Я поднимаю голову как раз в тот момент, когда священник опрокидывает ломберный столик, пытаясь запрыгнуть в слишком узкие джинсы. Упавшие ручки, карандаши и бумага смешиваются на полу с ореховой скорлупой и бумажными стаканчиками. Священник продолжает ругаться и скакать на одной ноге.

— Нетрудно себе представить, что при таком подобострастии Фэн довольно быстро вернулся в университет и начал там излагать новые идеи, одновременно раскаиваясь в заблуждениях прошлого, стараясь по возможности не высовываться и не привлекать к своей особе внимания.

Я снова киваю. Постепенно за всеми этими историческими изысканиями начинает вырисовываться смутный, но довольно привлекательный образ.
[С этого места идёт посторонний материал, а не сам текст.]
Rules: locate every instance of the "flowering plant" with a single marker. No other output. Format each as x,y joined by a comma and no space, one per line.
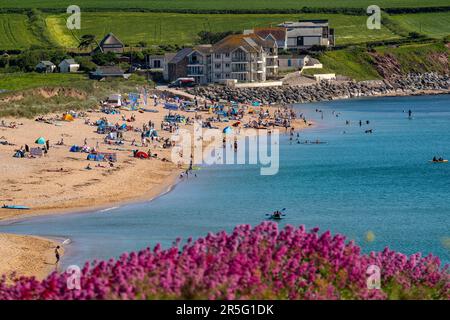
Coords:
250,263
— А потом старый маэстро Папа Мао начал терять власть над дирижерским пультом. Поскольку этот процесс занял некоторое время, дирижерскую палочку успела перехватить Мама Мао со своим квартетом. Боже милостивый, что они заиграли! Тема оказалась настолько какофонической, диссонансной и немилосердно-безжалостной, что даже хитрый Фэн не смог от нее скрыться. Их власть была подобна грозовой туче, распространявшейся во всех направлениях. Она походила на ядовитое темное облако, кипящее яростью и чреватое воплями боли и брызгами крови, которое все разрасталось и чернело, пока не поглотило весь Китай вместе с его наукой, искусством, национальной историей и бедным доктором Фэн Юланем.

Это произносится, стоя на одной ноге в процессе обувания сандалии на другую. Но тут мой приятель, кажется, сдается. Он, понурившись, с каким-то странно изможденным видом опускает босую ногу на пол, а сандалия остается висеть у него в руке.
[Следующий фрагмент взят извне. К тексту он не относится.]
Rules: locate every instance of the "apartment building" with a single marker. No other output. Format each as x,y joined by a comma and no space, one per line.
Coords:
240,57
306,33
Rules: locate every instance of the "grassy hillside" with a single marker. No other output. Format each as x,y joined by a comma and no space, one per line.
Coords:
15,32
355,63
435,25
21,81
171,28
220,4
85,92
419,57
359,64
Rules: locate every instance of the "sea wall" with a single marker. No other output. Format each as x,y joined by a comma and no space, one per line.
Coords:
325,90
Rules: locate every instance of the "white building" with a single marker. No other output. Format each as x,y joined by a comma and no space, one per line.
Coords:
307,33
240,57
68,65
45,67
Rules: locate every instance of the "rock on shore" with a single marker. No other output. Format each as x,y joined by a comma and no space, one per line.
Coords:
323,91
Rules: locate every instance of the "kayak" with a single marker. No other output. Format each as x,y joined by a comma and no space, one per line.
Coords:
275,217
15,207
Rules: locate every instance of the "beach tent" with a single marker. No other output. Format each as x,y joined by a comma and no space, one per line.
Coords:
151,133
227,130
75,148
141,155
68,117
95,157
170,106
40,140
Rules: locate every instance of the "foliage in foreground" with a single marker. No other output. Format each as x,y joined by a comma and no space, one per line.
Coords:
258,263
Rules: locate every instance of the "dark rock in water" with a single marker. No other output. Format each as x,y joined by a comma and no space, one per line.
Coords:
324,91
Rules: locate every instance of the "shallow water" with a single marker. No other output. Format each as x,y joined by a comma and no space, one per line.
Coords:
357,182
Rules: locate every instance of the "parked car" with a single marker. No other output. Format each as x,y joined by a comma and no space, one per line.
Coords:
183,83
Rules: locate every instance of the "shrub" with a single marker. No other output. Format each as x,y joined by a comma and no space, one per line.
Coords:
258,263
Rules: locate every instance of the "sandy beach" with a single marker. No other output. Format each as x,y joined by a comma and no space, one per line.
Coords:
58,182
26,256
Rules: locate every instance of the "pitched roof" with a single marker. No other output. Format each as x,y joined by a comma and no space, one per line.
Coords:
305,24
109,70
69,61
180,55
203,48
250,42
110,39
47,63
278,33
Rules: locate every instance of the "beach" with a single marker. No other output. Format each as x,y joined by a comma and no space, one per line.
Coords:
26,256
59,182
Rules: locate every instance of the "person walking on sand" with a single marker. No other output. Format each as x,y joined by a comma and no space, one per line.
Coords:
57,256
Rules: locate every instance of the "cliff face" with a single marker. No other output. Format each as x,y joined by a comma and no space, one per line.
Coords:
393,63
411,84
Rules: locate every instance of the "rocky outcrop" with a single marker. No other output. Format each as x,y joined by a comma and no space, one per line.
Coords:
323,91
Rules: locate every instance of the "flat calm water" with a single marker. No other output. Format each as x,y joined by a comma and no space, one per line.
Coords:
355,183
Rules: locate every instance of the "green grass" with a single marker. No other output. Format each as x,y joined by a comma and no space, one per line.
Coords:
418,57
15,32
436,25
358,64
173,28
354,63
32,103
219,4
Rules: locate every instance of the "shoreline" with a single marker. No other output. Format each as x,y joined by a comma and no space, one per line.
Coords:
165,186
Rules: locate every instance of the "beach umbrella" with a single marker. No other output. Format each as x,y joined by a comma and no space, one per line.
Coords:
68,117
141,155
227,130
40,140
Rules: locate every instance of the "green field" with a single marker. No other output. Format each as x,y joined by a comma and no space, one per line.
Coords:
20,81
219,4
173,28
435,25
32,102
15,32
— Короче, уже пятнадцать лет никто ничего не слышал о старом учителе. Ни публикаций, ни открыток. Ничего. Даже некролога не было. Гробовое молчание. Не правда ли, интересно?

— Так он жив?

— На философском факультете Калифорнийского университета его уже похоронили. Внесли в каталоги и убрали в запасники вместе с другими чуть было не состоявшимися гениями. Все считают, что он уже давно сгнил в могиле. Даже если он уцелел во время первой чистки интеллигенции, когда, как сейчас выясняется, были уничтожены миллионы, что, возможно, и уступает размаху Гитлера, зато может соперничать с достижениями Иосифа Сталина, вряд ли человек в его возрасте мог пережить все тяготы того времени.

— А сколько ему было бы сейчас?

— Не знаю. — Он наконец надевает на ногу сандалию. — Думаю, должен быть уже стариком. Посмотри, там где-то в книге есть его биография.

Я нахожу ее во Введении. «Родился во время Японо-китайской войны в Кантоне в 1894 году». Значит теперь ему... восемьдесят семь! И это в стране с самой низкой продолжительностью жизни.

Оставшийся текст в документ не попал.